Wednesday, September 17, 2008

FullText Searches

Good news, folks! But before I get to that.... you're probably wondering, "What the heck is a full text search?" Good question!

It involves a special type of index in the database that will take a long string of text, figure out each and every word that's used it in, then create a massive index so when you try to do a search for all posts with the words "deep dark secrets," the database can look up each of those words in the index and figure out--practically instantly--exactly which posts match the search. There's a lot of sophisticated stuff going on there.

And that's where the good news comes in--I finally broke down and figured out how to personalize the index specifically to Atlas Quest. You see, all this time, I've just been using the defaults. Those defaults include the minimum length a word must be in order to be indexed (four) and the list of stopwords (common words that aren't worth indexing at all such as "which" or "that").

I hadn't been messing around with the defaults since I thought it would require tweaking the code for the database itself and recompile--something I so did not want to do and could seriously screw things up in a very big way.

Turns out, that's not the case. (Well, actually, certain settings do require this, but the minimum word length, maximum word length, and stopword list does not.) So this evening, I changed the minimum word length to 3 and the maximum word length to 10. I took the already existing stopword list and added a few commonly searched for terms that don't seem to be particularly useful but can bog the database down with especially common words.

Then I rebuilt the indexes and presto! Most three letter words are now searchable. You can search for them in the message boards, in clues, and wherever word-based searches are allowed. Very nice. I still need to tweak some of the code on Atlas Quest before the change is complete, but already the searches should be much more useful and powerful. You can complete full searches on three letter words such as pie, box (though I might add that one to the stoplist), toe, etc. Very nice. *nodding*

In other news.... just before I started doing these tweaks, I happened to noticed that the database grew to 1001.3 megabytes. The big One Gig! Must have happened some time this afternoon.

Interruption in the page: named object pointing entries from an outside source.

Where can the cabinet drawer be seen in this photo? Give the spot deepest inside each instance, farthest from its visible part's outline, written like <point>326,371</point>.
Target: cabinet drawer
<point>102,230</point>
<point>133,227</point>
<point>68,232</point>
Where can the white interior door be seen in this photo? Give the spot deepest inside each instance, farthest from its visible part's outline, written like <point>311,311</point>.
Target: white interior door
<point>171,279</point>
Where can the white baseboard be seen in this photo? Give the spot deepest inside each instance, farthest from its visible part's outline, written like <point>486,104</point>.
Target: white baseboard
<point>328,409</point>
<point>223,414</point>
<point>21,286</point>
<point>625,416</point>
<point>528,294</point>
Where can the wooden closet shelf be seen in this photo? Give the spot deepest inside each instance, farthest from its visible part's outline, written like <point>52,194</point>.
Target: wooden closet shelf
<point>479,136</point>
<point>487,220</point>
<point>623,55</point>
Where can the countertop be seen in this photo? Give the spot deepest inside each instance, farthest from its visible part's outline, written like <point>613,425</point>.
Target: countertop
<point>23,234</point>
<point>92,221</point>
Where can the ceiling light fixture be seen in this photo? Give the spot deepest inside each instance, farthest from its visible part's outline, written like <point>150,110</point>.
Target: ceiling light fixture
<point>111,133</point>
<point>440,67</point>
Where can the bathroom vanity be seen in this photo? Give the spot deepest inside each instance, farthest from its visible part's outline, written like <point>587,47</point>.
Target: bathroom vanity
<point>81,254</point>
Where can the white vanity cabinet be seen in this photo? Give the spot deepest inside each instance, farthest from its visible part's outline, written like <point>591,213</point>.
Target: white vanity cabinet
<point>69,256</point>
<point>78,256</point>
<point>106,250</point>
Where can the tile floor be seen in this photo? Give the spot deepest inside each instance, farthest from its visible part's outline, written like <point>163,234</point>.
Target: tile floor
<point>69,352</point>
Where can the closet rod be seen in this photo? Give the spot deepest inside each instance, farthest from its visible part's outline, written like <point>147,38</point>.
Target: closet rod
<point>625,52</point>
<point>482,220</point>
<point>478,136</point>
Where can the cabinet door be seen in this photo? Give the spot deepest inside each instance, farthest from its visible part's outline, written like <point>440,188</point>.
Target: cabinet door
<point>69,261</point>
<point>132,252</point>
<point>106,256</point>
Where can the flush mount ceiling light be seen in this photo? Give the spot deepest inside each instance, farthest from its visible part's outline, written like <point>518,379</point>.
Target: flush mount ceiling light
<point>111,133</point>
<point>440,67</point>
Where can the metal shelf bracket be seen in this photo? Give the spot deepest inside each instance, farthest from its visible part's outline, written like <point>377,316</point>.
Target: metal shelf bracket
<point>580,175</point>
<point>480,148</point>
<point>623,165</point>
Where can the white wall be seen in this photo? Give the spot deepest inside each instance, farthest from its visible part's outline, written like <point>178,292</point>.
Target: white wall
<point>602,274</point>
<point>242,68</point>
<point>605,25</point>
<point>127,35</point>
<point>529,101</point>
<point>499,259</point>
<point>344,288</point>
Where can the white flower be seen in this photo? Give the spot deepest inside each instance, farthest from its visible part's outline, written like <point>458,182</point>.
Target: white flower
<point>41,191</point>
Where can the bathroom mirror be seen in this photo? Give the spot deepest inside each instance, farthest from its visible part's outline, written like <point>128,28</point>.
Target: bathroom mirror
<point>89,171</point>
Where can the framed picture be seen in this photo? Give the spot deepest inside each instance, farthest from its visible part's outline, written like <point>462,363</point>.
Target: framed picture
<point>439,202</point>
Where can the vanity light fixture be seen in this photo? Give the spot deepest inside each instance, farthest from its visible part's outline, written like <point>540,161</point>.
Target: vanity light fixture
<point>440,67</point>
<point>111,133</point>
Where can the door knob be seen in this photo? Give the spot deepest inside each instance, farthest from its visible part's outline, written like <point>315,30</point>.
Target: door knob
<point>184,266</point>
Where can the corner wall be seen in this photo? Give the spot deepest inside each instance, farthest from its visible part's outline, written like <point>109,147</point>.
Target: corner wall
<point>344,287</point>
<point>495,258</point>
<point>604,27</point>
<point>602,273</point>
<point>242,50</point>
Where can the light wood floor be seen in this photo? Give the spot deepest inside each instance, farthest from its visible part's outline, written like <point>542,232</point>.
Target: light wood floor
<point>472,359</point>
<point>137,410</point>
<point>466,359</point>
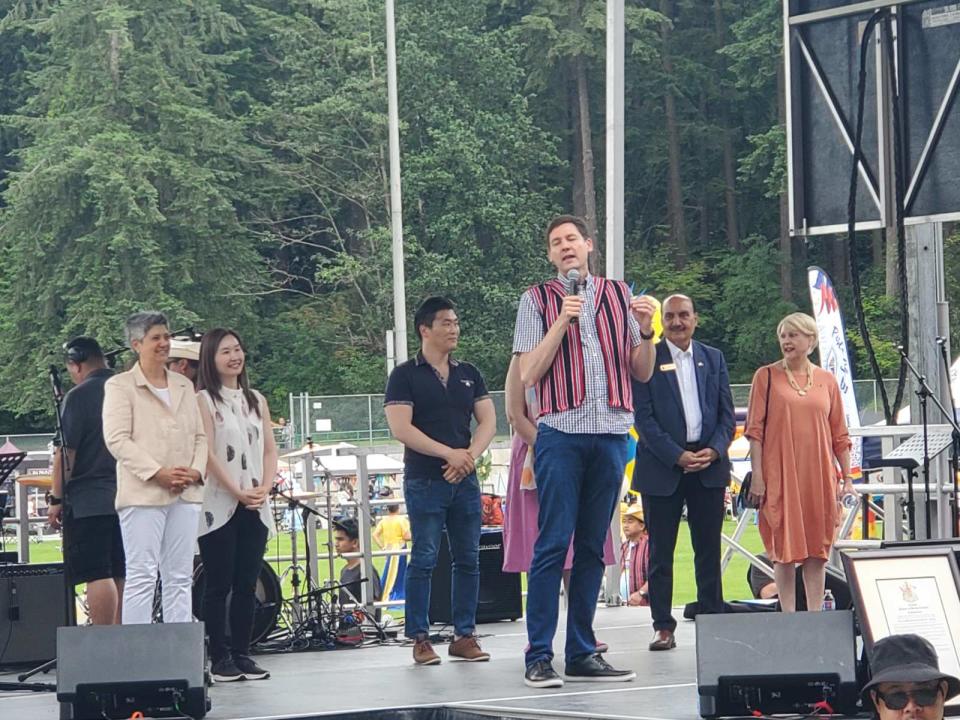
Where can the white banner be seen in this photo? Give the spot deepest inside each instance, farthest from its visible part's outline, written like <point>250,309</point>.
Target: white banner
<point>833,352</point>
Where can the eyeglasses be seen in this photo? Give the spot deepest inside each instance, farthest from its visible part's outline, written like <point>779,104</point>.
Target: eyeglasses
<point>923,696</point>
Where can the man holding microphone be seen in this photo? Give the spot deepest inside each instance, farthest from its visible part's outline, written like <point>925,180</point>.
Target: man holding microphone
<point>579,339</point>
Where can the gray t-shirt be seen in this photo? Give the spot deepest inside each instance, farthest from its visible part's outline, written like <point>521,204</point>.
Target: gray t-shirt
<point>92,488</point>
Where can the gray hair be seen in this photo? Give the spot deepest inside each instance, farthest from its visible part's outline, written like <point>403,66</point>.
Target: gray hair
<point>139,324</point>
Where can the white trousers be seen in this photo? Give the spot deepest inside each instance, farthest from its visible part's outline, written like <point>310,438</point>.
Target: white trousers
<point>159,539</point>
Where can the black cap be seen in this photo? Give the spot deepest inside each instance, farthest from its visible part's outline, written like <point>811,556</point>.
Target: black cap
<point>82,348</point>
<point>907,658</point>
<point>348,526</point>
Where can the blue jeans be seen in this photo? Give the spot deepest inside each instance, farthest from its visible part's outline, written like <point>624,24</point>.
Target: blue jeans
<point>578,482</point>
<point>431,506</point>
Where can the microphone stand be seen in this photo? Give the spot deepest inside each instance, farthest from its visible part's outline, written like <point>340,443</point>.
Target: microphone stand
<point>925,393</point>
<point>954,437</point>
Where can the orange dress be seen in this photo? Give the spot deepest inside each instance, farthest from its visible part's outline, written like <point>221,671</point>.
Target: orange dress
<point>801,437</point>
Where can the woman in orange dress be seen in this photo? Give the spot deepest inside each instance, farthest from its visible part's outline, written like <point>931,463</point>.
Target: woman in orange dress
<point>797,439</point>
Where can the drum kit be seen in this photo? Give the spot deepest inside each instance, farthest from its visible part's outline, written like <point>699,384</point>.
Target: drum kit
<point>313,616</point>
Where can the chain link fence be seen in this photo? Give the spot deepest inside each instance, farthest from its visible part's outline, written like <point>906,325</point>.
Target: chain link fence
<point>360,418</point>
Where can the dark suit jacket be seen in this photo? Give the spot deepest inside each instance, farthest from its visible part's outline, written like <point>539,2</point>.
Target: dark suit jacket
<point>662,425</point>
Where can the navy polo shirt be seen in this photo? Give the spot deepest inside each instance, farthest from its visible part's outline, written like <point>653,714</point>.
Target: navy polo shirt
<point>441,412</point>
<point>92,488</point>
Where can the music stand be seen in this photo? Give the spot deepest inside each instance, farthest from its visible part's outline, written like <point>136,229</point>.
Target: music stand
<point>915,451</point>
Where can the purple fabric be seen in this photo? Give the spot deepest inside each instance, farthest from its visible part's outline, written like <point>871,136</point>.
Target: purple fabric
<point>520,519</point>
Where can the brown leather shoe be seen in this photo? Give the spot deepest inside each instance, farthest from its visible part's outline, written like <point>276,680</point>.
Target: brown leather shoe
<point>468,648</point>
<point>663,640</point>
<point>424,654</point>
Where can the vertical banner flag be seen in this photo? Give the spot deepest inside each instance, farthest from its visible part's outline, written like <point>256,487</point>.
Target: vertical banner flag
<point>833,353</point>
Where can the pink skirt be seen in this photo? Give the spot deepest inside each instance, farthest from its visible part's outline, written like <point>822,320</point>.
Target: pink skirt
<point>520,528</point>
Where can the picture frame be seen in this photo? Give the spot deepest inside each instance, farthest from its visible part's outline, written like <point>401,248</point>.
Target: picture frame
<point>909,590</point>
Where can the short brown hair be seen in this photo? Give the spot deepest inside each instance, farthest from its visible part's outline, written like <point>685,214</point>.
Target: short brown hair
<point>574,220</point>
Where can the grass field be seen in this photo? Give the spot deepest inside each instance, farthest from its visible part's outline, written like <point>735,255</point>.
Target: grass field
<point>734,580</point>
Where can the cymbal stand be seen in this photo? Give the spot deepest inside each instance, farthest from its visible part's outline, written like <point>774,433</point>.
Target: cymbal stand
<point>925,394</point>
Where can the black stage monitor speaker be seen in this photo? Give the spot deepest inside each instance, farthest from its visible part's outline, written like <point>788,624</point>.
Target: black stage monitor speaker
<point>113,671</point>
<point>775,663</point>
<point>500,594</point>
<point>33,603</point>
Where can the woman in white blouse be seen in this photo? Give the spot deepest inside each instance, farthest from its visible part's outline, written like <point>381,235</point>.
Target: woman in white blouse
<point>236,520</point>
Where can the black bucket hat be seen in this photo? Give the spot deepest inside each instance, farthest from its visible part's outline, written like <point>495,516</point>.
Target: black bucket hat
<point>906,658</point>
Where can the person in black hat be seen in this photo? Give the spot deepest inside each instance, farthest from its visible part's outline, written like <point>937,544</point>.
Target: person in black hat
<point>906,682</point>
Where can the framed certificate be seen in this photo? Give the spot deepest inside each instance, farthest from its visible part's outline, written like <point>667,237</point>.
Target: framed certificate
<point>909,590</point>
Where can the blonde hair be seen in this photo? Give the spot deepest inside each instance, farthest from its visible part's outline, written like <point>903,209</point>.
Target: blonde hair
<point>803,324</point>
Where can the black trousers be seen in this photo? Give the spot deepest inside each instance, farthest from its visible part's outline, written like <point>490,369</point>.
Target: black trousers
<point>232,556</point>
<point>705,520</point>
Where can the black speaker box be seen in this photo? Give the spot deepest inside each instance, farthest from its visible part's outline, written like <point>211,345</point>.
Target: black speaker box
<point>776,663</point>
<point>112,671</point>
<point>500,594</point>
<point>33,604</point>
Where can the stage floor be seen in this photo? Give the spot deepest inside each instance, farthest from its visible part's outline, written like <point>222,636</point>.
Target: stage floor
<point>348,682</point>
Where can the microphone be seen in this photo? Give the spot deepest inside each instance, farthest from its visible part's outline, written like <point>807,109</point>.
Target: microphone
<point>55,382</point>
<point>573,284</point>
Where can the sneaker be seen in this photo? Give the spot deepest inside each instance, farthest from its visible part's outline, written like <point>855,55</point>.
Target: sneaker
<point>541,674</point>
<point>594,668</point>
<point>225,671</point>
<point>250,670</point>
<point>424,654</point>
<point>468,648</point>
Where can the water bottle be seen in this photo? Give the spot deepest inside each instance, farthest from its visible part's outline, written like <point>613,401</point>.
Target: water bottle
<point>849,500</point>
<point>828,602</point>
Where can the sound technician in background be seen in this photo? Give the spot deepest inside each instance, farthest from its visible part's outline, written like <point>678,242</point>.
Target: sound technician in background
<point>429,403</point>
<point>92,542</point>
<point>579,345</point>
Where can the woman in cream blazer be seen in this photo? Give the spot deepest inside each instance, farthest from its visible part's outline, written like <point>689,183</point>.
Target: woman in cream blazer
<point>152,426</point>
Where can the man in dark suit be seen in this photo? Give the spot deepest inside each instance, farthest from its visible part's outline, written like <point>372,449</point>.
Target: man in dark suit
<point>686,422</point>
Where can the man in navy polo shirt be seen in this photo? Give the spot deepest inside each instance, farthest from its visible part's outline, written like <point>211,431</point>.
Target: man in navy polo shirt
<point>429,404</point>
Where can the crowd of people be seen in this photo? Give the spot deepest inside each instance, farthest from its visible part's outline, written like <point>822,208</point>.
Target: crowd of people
<point>585,369</point>
<point>179,449</point>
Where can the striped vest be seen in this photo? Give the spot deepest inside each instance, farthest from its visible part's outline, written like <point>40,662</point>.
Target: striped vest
<point>563,386</point>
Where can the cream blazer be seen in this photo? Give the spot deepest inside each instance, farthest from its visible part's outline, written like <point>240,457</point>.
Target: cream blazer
<point>144,434</point>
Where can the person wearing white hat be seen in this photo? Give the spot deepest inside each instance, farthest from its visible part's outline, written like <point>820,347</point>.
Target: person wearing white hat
<point>184,358</point>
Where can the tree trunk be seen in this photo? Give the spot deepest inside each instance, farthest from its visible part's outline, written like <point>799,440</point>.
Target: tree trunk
<point>876,248</point>
<point>678,229</point>
<point>840,261</point>
<point>705,175</point>
<point>729,157</point>
<point>586,157</point>
<point>786,246</point>
<point>892,285</point>
<point>573,122</point>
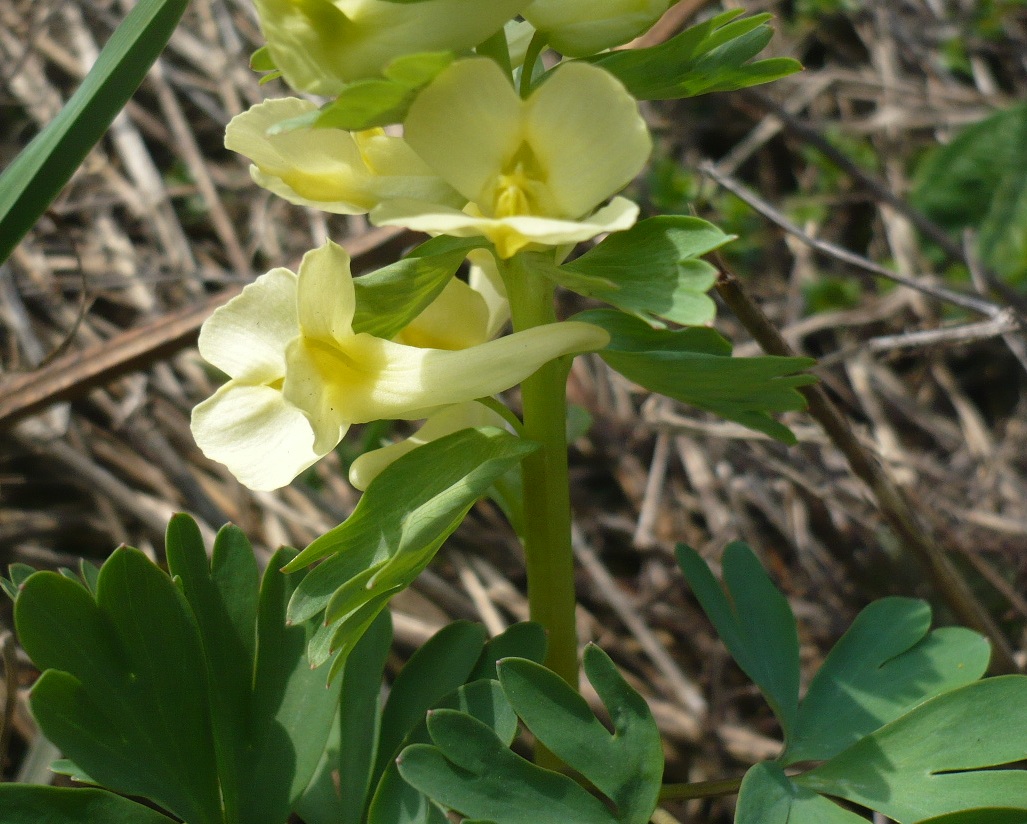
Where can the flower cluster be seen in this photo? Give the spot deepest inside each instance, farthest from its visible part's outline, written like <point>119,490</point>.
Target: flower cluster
<point>517,160</point>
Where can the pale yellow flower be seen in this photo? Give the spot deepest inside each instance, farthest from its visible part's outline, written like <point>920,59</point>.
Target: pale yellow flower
<point>533,171</point>
<point>321,45</point>
<point>329,169</point>
<point>300,375</point>
<point>579,28</point>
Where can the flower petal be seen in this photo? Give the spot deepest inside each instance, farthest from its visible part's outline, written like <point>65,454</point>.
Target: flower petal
<point>466,125</point>
<point>445,421</point>
<point>586,133</point>
<point>508,234</point>
<point>375,379</point>
<point>326,298</point>
<point>316,383</point>
<point>330,169</point>
<point>264,441</point>
<point>246,337</point>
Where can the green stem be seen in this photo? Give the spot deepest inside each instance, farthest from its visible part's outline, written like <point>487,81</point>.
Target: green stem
<point>546,496</point>
<point>497,48</point>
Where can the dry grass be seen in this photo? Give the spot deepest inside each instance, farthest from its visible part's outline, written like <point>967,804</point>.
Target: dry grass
<point>100,304</point>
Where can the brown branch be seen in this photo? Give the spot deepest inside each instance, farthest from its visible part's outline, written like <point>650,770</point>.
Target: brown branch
<point>944,576</point>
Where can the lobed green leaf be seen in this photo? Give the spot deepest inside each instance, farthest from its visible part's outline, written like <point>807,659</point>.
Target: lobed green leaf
<point>883,666</point>
<point>694,366</point>
<point>755,623</point>
<point>938,758</point>
<point>711,57</point>
<point>25,803</point>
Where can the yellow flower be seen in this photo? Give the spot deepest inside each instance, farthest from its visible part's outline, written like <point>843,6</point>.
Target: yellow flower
<point>533,171</point>
<point>300,375</point>
<point>320,45</point>
<point>579,28</point>
<point>331,170</point>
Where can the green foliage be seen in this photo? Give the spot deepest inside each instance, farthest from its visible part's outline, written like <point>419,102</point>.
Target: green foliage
<point>710,57</point>
<point>651,270</point>
<point>380,101</point>
<point>896,715</point>
<point>395,530</point>
<point>36,176</point>
<point>695,366</point>
<point>936,759</point>
<point>24,803</point>
<point>216,717</point>
<point>755,623</point>
<point>389,298</point>
<point>469,769</point>
<point>979,181</point>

After I changed the full text index settings and rebuilt the indexes, the database size dropped to 986.76 megabytes. Hmm.... I actually expected it to grow even larger since I'm allowing three letter words to be indexed which wasn't happening before, but I guess the words longer than 10 letters that are not being indexed anymore more than compensated for the difference. *shrug* Plus a handful of words in the stopword list that are no longer being indexed.

In any case, it looks like I shrank the database by several megabytes with my change, so it's under the 1G size now. Give it a week, though, and I bet it'll be above one gigabyte again. The database certainly grows fast enough! I still thought it rather exciting to see the database being over 1G. I've never worked with a 1G database before. =)

So anyhow.... That's the update for tonight. Hope you like it! =)

-- Ryan

3 comments:

Anonymous said...

isn't 1024 MB = 1 GB??

Anonymous said...

ooh. good point from a stickler!

Anonymous said...

Yeah, wait till all the clues from Live and Breathe have been posted! YIPES!

LW